SBD/Issue 48/Collegiate Sports

Early Risers: St. Peter's, Monmouth Benefit From ESPN Exposure

Monmouth-St. Peter's Game At 6:00am ET On
ESPN Gets Programs Precious Exposure Time
St. Peter’s College and Monmouth Univ. yesterday got “two hours of precious national exposure” when the schools’ men’s basketball teams played a 6:00am ET game on ESPN as part of the net’s 24-hours College Hoops Tip-Off Marathon, according to Dave Caldwell of the N.Y. TIMES. Neither team received money for participating, but St. Peter’s AD Patrick Elliott said that ESPN “covered the production costs,” which is “not always the case for midmajor teams who want their basketball games televised.” Monmouth coach Dave Calloway: “I would do it again, and I’d love for it to be a rematch at our place. Same Bat time, same Bat channel” (N.Y. TIMES, 11/18). St. Peter’s coach John Dunne: “It was a great idea. But when I woke up at 3 o’clock (Tuesday) morning I was like, ‘Ugh’” (, 11/17). In New Jersey, Steve Politi notes the crowd of 1,246 at St. Peter’s Yanitelli Center was “large for the school,” which was making its first appearance on ESPN since '79.  While marquee matchups Gonzaga-Michigan State and Memphis-Kansas filled ESPN's primetime slots last night, and West Coast teams took care of Tuesday's overnight slots, “some school had to play [at] 6 a.m., a time slot that had never once been filled by a college basketball team” (Newark STAR-LEDGER, 11/18).

CLASS DISMISSED: Liberty Univ. Associate AD Kevin Keys said 5,380 of the roughly 7,000 students at the school attended yesterday’s game against Clemson Univ., which tipped off at 10:00am. In Virginia, Chris Lang notes Liberty’s administration “allowed students to miss their 9:15 and 10:50 a.m. classes to attend” the game.
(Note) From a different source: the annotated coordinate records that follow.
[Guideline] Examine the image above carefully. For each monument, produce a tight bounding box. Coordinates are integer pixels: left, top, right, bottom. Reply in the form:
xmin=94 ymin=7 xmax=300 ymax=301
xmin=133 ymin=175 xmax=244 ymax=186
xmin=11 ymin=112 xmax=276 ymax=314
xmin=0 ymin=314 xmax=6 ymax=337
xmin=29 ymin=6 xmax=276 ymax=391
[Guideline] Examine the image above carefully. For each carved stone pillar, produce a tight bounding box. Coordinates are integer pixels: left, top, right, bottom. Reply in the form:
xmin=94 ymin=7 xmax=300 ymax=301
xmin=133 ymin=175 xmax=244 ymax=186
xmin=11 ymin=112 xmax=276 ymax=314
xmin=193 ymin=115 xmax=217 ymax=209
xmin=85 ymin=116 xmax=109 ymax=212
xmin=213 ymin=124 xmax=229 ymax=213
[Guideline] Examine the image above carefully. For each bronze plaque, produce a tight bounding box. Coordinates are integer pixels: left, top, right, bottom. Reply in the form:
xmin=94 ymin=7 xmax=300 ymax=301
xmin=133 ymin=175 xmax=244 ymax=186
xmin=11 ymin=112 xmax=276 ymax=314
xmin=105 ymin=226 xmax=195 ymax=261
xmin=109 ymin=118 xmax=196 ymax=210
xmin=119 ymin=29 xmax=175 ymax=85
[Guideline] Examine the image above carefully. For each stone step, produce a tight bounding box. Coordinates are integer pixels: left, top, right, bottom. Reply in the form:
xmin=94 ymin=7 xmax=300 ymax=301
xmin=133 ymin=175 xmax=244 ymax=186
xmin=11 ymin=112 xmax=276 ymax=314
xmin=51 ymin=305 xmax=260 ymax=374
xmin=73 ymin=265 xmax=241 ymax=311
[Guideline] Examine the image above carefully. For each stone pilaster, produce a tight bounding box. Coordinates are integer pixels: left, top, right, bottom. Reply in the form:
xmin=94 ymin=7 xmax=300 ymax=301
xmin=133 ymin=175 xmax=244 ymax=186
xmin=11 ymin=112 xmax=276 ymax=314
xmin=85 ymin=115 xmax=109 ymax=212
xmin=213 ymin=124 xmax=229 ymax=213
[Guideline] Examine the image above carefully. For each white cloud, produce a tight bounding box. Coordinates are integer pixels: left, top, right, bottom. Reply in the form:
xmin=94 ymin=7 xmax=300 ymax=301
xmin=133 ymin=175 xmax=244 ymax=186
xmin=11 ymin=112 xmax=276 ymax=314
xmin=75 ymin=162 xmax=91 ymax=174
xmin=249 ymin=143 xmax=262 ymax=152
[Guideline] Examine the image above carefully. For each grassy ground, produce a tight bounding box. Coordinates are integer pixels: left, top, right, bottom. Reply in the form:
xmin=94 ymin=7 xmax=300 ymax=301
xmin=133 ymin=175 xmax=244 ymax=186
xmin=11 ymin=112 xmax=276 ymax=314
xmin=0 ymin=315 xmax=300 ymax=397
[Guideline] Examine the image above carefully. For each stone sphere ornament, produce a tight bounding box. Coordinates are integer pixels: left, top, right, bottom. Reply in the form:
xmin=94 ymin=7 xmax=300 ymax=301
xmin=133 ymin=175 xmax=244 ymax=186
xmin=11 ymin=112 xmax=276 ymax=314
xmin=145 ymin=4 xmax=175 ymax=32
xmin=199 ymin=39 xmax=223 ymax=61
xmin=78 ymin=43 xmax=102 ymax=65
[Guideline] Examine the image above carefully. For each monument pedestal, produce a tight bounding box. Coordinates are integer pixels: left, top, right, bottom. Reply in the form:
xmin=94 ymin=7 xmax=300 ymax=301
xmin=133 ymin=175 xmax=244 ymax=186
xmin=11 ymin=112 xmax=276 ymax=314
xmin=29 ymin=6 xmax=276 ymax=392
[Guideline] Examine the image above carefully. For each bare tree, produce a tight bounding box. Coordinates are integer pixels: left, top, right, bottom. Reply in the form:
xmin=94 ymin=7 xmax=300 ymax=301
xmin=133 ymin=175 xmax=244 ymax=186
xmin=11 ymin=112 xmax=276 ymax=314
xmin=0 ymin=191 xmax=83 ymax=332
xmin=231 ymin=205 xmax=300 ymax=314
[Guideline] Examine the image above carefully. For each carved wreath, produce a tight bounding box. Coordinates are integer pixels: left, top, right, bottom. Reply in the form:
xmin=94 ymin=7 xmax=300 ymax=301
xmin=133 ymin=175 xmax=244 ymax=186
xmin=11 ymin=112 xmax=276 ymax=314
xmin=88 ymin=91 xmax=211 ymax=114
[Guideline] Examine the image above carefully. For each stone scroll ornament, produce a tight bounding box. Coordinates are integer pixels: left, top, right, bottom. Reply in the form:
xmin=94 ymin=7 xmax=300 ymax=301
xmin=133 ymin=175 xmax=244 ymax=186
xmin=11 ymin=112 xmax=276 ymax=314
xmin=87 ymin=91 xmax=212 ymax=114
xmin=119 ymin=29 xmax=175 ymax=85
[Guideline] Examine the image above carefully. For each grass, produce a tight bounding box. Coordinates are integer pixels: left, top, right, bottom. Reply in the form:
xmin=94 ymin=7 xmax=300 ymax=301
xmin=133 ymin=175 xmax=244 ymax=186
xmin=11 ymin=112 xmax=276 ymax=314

Students were “given passes that had to be time stamped at the Vines Center exits, and not one could leave until the game was over.” Total attendance at the game was 8,143, the “ninth largest in Vines Center history and the second time the arena has exceeded its 8,085-seat capacity since seating was reduced from 9,000 several years ago” (LYNCHBURG NEWS ADVOCATE, 11/18).